Egypt’s Minister of Tourism and Antiquities Ahmed Issa announced in a celebration Monday night the completion the first phase of developing the Egyptian Museum in Tahrir.
The 121-year-old Egyptian Museum in Tahrir is still in the development process while competing with modern museums such as the National Museum of Egyptian Civilisation in Fustat and the Grand Egyptian Museum, the minister said.
“It is a message to the whole world that the Egyptian Museum in Tahrir was and will be one of the most important museums in the world,” the minister added.
The first of the four-phase development project started in 2018 in co-operation with the European Union, represented by heads of Egyptian antiquities departments in five European museums — Christian Greco of the Museo Egizio (Turin), Daniel Antoine of the British Museum (London), Rondot Vincent of the Louvre Museum (Paris), Lara Weiss of the National Museum of Antiquities (Leiden) and Friederike Seyfried of the Egyptian Museum (Berlin).

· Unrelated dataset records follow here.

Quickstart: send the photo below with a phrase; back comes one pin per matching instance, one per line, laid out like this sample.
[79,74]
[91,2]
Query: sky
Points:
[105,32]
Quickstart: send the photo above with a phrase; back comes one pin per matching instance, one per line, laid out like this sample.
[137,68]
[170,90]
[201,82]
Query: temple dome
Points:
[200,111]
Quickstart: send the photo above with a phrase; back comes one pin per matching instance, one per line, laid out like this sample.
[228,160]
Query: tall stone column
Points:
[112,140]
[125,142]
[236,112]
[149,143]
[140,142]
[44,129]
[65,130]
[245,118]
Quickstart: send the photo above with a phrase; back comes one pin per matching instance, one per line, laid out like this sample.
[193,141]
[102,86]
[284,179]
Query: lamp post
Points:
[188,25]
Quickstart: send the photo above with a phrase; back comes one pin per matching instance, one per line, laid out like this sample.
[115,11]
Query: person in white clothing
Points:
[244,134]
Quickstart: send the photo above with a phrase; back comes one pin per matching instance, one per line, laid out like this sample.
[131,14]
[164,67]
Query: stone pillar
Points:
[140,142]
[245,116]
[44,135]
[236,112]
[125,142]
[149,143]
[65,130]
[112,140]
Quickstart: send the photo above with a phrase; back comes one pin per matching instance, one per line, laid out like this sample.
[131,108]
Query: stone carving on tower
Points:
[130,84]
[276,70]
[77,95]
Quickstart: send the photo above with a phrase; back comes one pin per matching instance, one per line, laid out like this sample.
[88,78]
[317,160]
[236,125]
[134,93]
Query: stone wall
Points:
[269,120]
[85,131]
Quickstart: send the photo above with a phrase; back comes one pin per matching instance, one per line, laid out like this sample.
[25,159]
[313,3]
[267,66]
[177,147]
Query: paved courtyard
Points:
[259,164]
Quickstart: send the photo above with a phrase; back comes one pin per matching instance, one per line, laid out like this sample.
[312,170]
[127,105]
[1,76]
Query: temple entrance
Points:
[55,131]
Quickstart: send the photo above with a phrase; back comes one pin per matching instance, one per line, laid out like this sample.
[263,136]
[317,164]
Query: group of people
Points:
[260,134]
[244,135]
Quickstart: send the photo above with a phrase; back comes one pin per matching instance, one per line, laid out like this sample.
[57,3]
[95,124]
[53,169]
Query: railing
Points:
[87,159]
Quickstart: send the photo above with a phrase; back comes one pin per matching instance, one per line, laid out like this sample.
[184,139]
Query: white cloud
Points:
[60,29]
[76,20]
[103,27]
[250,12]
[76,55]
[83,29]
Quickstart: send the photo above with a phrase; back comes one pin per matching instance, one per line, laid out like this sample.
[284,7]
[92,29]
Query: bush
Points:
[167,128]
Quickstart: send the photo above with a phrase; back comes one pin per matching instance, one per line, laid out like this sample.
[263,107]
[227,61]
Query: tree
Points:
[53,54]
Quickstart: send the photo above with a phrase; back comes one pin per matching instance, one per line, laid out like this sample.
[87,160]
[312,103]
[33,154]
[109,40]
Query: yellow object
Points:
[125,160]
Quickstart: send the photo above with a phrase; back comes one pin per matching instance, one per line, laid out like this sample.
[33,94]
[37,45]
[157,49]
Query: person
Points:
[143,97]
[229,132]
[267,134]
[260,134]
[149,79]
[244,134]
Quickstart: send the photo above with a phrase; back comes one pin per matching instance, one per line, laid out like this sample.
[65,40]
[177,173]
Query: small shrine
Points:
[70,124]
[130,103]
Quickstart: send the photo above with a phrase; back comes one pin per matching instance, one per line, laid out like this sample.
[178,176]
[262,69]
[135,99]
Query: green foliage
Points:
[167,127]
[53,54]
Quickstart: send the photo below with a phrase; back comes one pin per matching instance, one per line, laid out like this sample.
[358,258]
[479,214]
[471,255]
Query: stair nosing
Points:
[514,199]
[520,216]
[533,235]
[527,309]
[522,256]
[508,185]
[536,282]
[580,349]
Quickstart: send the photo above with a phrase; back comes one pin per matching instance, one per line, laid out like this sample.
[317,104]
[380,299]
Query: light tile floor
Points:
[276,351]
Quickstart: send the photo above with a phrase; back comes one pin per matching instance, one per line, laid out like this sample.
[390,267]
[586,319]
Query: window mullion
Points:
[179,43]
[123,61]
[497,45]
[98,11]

The project included developing the displays for the prehistoric and ancient galleries on the ground floor. The first royal statue of Egyptian civilisation was also re-displayed in that hall, and the inscriptions of predynastic Tomb 100 Hierakonpolis (c. 3500 BC – Naqada II).

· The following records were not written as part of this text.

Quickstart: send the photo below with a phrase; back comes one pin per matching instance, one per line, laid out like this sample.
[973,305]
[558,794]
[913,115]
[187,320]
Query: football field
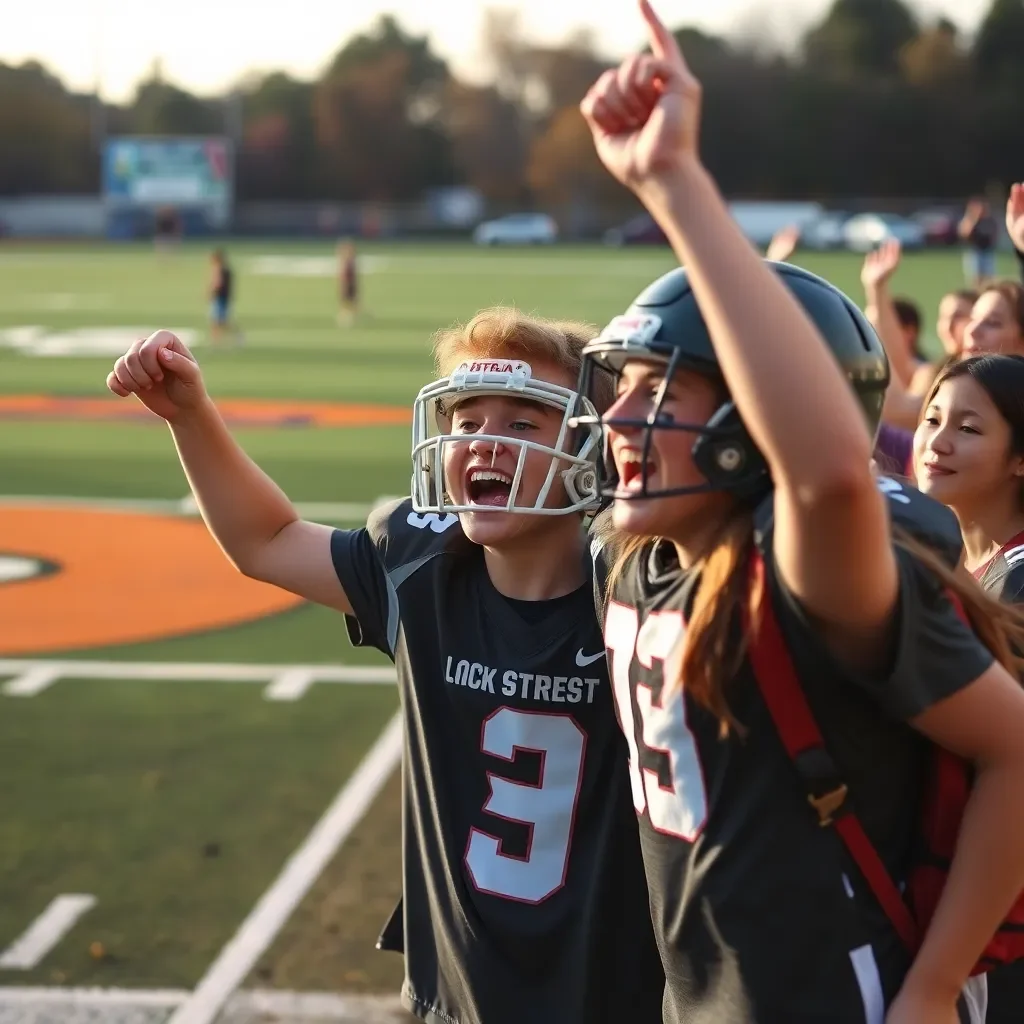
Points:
[200,809]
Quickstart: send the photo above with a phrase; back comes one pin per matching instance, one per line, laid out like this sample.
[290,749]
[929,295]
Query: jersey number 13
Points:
[679,806]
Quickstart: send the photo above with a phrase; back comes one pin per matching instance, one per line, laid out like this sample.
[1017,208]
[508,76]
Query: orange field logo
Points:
[74,579]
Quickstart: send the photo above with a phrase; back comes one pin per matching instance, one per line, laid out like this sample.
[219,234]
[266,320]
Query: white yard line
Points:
[282,1004]
[285,682]
[31,994]
[303,867]
[46,931]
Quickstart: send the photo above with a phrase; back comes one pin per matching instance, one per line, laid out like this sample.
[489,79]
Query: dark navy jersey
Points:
[1003,578]
[524,894]
[761,915]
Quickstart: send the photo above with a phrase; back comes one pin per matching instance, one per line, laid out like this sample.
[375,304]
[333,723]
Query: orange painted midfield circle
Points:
[117,578]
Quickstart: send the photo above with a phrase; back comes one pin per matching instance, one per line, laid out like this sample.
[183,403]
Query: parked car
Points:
[939,224]
[866,230]
[826,231]
[517,228]
[639,230]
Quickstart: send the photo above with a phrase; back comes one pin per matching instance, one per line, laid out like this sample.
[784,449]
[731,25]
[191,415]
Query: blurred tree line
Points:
[871,102]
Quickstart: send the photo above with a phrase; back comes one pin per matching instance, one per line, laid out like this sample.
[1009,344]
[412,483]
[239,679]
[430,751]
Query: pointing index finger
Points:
[663,43]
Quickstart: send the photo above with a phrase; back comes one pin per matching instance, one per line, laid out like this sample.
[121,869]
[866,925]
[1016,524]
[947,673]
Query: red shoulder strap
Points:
[787,705]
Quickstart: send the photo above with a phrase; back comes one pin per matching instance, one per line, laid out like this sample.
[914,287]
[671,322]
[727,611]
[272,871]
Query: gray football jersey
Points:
[524,896]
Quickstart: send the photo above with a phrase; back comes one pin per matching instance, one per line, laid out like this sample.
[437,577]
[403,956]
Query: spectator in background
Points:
[954,311]
[997,321]
[978,232]
[348,284]
[221,293]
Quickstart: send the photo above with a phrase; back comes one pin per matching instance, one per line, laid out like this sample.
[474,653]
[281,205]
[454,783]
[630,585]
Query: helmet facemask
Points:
[573,456]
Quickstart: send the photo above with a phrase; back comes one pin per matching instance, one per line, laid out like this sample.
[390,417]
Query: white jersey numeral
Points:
[681,808]
[547,808]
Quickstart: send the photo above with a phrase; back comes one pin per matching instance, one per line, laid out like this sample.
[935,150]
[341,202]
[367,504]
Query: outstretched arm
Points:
[248,514]
[833,545]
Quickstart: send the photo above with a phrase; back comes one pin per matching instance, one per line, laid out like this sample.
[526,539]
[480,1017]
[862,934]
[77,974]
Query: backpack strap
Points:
[802,738]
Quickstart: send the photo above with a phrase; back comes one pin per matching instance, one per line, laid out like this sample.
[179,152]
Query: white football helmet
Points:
[500,377]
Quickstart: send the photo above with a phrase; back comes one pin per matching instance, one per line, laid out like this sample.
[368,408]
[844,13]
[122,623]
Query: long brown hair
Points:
[709,655]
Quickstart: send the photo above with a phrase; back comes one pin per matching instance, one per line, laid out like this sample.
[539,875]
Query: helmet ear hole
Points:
[725,456]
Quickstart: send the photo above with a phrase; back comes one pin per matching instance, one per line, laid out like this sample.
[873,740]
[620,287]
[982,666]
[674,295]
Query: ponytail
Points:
[711,652]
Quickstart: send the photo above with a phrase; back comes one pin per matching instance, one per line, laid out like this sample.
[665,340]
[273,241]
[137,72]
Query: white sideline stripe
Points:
[276,1003]
[46,931]
[95,996]
[344,511]
[32,677]
[290,685]
[32,682]
[303,867]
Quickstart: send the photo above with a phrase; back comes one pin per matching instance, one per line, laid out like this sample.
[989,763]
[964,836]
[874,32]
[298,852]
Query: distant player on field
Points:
[221,293]
[348,284]
[523,894]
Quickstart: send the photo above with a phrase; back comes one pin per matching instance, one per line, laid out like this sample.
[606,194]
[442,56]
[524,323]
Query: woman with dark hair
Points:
[969,454]
[740,437]
[996,321]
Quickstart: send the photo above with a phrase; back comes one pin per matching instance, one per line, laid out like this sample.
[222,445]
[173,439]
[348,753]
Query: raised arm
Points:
[832,532]
[248,514]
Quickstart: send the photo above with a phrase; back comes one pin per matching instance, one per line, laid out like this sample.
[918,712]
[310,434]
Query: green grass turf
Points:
[119,788]
[116,787]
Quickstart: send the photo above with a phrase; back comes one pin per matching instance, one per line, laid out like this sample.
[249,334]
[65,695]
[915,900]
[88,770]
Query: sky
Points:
[206,45]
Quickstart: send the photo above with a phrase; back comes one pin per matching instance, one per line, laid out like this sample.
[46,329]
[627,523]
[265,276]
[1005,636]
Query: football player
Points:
[969,454]
[741,456]
[524,895]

The displays of the Old Kingdom’s galleries include the most important sculpture and engraving of that era (c. 2686-c. 2181 BC), with the re-presentation and restoration of the inscriptions of the tomb of Nefermaat (2575–2551 BC). This comes in addition to the development of Late Period (712–332 BC) galleries which house important antiquities discovered from Tuna El-Gebel such as the rare wooden sarcophagus of Badi Ozir whose engravings are inlaid with precious stones.
On the first floor, the treasures of Tanis (San el-Hagar), a town in the north-east Nile Delta, are on display for the first time. The Tanis artefacts were discovered during World War 2, and were kept in the museum stores. The collection replaces that of Tutankhamun.
Artefacts of the Silver King Psusennes I (1047-1001 BC) of the 21st Dynasty are on display for the first time in a hall named after him. The tomb of Pharaoh Psusennes I is the oldest discovered in the royal necropolis of Tanis.
On the sidelines of the event, a newly discovered papyrus was put on display on the first floor.
Dubbed Papyrus Waziry One, the 16-metre artefact was found during excavations by the Egyptian mission in the Saqqara region led by Mostafa Waziry, Secretary General of the Supreme Council of Antiquities in May 2022, inside the coffin of a person called Ahmose.
The content of this papyrus is from the Book of the Dead and is written in hieratic dating back to the beginning of the Ptolemaic era (300 BC). Most of the text is written in black ink, while some is in red. It contains 113 spells from the Book of the Dead.
Christian Greco, Director of the Egyptian Museum in Turin and Head of the Five European Museums Alliance; Ambassador Christian Berger, chief of the European Union Delegation to Egypt, and and the ambassadors of France, Britain and Italy attended the event.